The results of a careful review of the literature do not support further studies in patients with fracture of the ribs after motor vehicle accident, and no other clinical manifestations of blunt force trauma. In patients suffering blunt trauma, the risk of disruption of the aorta is not greater in patients with fracture of the upper two ribs, compared with victims of trauma with fracture of other ribs or those without fracture of ribs [6]. However, clinical manifestations are often absent initially in patients with disruption of the aorta, but evidence of mediastinal hemorrhage is almost always present on roentgenograms of the chest [5].
Careful consideration of the symptoms should be done in patients who survive. The symptoms that appear minor but could turn out to be fatal include unusual pan, late onset pain, persistent and pain associated with rib fractures. Any back pain which appears late should be explored to rule out progressive tear. Simple examinations like arterial blood pressure and ECG examinations can be supportive to rule out cardiac causes.
The co-operative crash injury study by D. Richens, et al. revealed 74 out of 132 occupants of vehicles involved in pure frontal impact, with BTAR cases were known to be wearing a seat belt restraint methods [6]. These findings show that the use of a belt or does not eliminate the risk of BTAR but rather increases it. The location of aortic rupture in unbelted victims was more often in the ascending aorta, especially in drivers, whereas in seat belt wearers the distal descending aorta was statistically more often ruptured, especially in front passengers. Some interior part of the car was the most common cause of fatal thoracic impacts in seat belt wearers. The main mechanism leading to rupture of the ascending aorta seems to be a severe blow to the bony thorax. Ruptures of the distal descending part of the aorta were frequently associated with fractures of the thoracic vertebra [7].

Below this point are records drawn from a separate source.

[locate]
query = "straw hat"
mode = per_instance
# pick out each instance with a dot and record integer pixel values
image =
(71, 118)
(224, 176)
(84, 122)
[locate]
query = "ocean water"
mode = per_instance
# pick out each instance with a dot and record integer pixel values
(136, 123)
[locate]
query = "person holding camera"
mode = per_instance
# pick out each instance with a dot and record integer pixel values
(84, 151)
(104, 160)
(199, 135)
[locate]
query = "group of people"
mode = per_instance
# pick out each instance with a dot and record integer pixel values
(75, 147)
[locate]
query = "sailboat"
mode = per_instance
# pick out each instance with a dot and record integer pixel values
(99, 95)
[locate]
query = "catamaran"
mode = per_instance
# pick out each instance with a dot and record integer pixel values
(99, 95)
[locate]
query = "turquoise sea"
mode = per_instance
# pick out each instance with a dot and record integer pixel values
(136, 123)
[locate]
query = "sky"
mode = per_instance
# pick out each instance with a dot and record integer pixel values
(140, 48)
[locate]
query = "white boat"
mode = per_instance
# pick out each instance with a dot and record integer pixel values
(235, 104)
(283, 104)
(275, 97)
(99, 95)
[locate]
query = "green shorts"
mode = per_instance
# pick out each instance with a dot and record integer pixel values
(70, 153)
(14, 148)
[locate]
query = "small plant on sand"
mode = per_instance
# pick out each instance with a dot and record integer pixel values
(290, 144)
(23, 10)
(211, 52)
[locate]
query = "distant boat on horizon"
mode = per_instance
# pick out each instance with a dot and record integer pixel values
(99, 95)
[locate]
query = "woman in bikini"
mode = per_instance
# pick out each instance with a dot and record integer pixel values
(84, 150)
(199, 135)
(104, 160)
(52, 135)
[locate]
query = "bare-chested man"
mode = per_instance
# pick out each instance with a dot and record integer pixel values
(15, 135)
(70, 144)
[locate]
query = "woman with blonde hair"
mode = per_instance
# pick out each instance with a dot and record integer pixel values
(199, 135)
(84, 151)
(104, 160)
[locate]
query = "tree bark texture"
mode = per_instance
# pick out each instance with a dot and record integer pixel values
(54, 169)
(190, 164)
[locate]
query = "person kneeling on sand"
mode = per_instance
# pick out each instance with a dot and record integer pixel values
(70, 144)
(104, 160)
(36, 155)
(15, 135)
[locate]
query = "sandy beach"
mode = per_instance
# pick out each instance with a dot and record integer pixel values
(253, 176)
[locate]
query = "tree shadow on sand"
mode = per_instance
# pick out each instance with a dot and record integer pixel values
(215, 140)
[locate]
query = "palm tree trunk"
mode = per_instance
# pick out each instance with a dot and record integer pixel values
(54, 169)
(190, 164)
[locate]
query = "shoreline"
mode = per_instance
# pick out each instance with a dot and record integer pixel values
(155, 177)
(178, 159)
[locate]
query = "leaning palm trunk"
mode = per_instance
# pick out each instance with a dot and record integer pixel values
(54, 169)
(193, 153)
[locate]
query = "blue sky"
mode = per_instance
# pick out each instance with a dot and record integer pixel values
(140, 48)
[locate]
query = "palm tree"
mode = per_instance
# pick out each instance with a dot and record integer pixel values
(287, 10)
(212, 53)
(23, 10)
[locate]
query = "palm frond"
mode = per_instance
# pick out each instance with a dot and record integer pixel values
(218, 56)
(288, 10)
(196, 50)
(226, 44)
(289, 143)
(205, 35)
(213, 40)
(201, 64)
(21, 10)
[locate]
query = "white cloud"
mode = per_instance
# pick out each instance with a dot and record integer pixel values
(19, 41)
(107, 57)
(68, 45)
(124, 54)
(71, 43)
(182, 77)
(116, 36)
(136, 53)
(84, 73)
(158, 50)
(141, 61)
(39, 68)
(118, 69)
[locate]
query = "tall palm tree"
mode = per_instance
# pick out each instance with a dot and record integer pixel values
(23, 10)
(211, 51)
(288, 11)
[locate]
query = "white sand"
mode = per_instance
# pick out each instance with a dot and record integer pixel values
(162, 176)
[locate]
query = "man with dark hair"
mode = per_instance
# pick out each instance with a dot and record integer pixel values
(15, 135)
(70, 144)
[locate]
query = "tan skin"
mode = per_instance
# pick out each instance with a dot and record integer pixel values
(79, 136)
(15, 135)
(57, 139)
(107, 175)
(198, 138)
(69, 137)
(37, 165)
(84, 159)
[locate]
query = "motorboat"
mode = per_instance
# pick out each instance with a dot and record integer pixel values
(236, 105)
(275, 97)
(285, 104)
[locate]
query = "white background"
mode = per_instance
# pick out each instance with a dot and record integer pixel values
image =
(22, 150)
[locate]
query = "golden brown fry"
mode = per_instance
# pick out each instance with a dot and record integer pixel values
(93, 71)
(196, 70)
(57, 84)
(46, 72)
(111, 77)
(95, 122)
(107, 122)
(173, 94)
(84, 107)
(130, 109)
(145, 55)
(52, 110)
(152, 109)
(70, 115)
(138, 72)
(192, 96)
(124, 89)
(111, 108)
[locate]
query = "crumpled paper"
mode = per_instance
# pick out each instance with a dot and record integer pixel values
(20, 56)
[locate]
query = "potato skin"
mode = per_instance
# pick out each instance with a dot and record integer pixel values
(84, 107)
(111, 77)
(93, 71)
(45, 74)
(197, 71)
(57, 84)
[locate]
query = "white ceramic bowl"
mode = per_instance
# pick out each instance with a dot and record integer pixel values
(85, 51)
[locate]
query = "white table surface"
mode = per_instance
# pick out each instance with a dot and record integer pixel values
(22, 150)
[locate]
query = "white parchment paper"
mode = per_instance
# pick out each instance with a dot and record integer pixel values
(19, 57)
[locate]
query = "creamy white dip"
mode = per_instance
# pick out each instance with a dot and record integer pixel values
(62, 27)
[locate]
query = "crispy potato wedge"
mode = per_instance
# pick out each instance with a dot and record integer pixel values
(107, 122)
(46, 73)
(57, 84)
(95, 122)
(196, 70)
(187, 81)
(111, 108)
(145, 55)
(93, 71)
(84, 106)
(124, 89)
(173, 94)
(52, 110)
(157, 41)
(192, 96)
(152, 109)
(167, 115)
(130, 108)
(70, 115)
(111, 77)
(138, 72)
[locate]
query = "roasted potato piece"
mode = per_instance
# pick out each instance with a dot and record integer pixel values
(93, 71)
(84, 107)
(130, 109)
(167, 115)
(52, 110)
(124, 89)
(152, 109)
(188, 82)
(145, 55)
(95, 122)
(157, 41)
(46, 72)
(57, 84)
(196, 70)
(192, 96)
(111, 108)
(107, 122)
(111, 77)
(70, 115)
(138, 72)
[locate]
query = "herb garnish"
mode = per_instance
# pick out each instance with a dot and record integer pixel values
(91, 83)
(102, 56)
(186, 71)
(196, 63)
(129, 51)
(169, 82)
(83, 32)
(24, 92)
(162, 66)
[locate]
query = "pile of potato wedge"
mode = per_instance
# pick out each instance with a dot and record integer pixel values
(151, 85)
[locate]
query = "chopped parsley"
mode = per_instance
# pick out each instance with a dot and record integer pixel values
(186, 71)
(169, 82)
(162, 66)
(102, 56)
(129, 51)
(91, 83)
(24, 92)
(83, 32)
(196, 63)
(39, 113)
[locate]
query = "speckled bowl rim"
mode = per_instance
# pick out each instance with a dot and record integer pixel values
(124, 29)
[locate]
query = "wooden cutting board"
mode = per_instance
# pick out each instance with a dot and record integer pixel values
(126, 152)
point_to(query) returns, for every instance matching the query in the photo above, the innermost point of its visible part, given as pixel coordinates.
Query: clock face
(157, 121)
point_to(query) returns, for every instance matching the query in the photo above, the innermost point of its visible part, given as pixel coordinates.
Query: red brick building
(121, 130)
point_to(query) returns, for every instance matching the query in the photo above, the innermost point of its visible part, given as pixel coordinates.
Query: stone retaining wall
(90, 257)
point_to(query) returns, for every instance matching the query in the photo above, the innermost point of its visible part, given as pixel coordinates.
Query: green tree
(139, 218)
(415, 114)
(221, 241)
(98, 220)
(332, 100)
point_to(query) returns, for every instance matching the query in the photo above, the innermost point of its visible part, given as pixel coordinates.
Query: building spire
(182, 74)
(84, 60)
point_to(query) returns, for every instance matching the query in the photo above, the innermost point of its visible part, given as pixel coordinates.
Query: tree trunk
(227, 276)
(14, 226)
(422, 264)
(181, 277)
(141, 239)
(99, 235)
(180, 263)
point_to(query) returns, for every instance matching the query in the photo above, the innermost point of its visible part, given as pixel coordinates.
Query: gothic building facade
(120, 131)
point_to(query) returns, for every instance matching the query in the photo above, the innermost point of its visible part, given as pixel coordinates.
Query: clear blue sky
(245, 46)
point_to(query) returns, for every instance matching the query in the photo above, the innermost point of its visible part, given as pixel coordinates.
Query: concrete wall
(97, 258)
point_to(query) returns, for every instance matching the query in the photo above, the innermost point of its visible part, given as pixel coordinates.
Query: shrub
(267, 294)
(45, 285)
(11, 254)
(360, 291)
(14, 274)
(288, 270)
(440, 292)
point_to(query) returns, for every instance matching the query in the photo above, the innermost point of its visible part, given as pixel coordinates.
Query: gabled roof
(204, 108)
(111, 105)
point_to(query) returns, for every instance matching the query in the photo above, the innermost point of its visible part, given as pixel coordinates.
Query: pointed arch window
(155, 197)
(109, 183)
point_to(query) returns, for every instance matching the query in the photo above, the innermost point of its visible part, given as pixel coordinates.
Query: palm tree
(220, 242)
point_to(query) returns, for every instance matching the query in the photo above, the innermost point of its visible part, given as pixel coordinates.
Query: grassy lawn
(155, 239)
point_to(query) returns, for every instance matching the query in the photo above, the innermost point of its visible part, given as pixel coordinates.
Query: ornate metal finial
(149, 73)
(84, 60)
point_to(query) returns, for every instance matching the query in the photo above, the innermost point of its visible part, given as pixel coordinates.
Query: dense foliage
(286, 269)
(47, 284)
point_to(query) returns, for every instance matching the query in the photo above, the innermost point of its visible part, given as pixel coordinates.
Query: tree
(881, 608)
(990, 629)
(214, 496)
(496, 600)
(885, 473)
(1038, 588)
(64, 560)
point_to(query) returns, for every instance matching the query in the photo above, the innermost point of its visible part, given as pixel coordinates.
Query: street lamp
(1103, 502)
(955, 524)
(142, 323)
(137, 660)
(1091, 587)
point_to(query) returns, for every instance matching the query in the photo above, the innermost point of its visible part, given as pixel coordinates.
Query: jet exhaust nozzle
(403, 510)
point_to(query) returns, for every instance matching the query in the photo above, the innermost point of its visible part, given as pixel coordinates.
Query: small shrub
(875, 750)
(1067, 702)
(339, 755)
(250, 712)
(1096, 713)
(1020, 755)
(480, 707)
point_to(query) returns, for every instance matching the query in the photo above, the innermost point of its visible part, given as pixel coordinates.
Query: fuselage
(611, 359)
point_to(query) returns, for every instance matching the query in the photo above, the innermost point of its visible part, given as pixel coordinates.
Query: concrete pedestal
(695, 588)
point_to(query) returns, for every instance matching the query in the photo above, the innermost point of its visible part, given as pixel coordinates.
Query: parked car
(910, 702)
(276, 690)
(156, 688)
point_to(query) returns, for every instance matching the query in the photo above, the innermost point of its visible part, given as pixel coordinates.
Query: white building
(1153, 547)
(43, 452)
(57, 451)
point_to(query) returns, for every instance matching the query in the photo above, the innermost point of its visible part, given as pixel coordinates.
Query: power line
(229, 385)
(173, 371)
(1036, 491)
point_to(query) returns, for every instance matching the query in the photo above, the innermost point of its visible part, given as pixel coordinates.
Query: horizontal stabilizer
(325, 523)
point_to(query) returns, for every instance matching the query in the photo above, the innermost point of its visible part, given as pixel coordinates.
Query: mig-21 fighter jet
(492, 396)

The value of this patient’s thorough and skillfully performed autopsy is greatly diminished if the findings and correlations are not adequately communicated to end users of this article. Blunt traumatic aortic rupture resulting from intimal fracture following a motor vehicle accident is quite rare but still the possibility exists as is seen in this case. Survival depends on early and accurate diagnosis with prompt surgical treatment. Although standard chest radiography is useful as an initial screening test, the diagnosis of aortic rupture requires confirmation by aortography, computed tomography, or magnetic resonance imaging may be required to identify those at risk for lacerations that are minor or incomplete that can progress to fatal aortic ruptures. It behooves emergency physicians and trauma teams to take into account patients age >60-65, along with subtle symptoms i.e. upper back ache, to determine if further testing is necessary in the absence of typical clinical manifestations of BTAR, in patients with MVA with rapid deceleration forces when airbags or seat belt restraints were in use. Prompt identification of an intimal fracture or incomplete tear followed by appropriate surgical intervention can lead to improved patient survival and decreased mortality.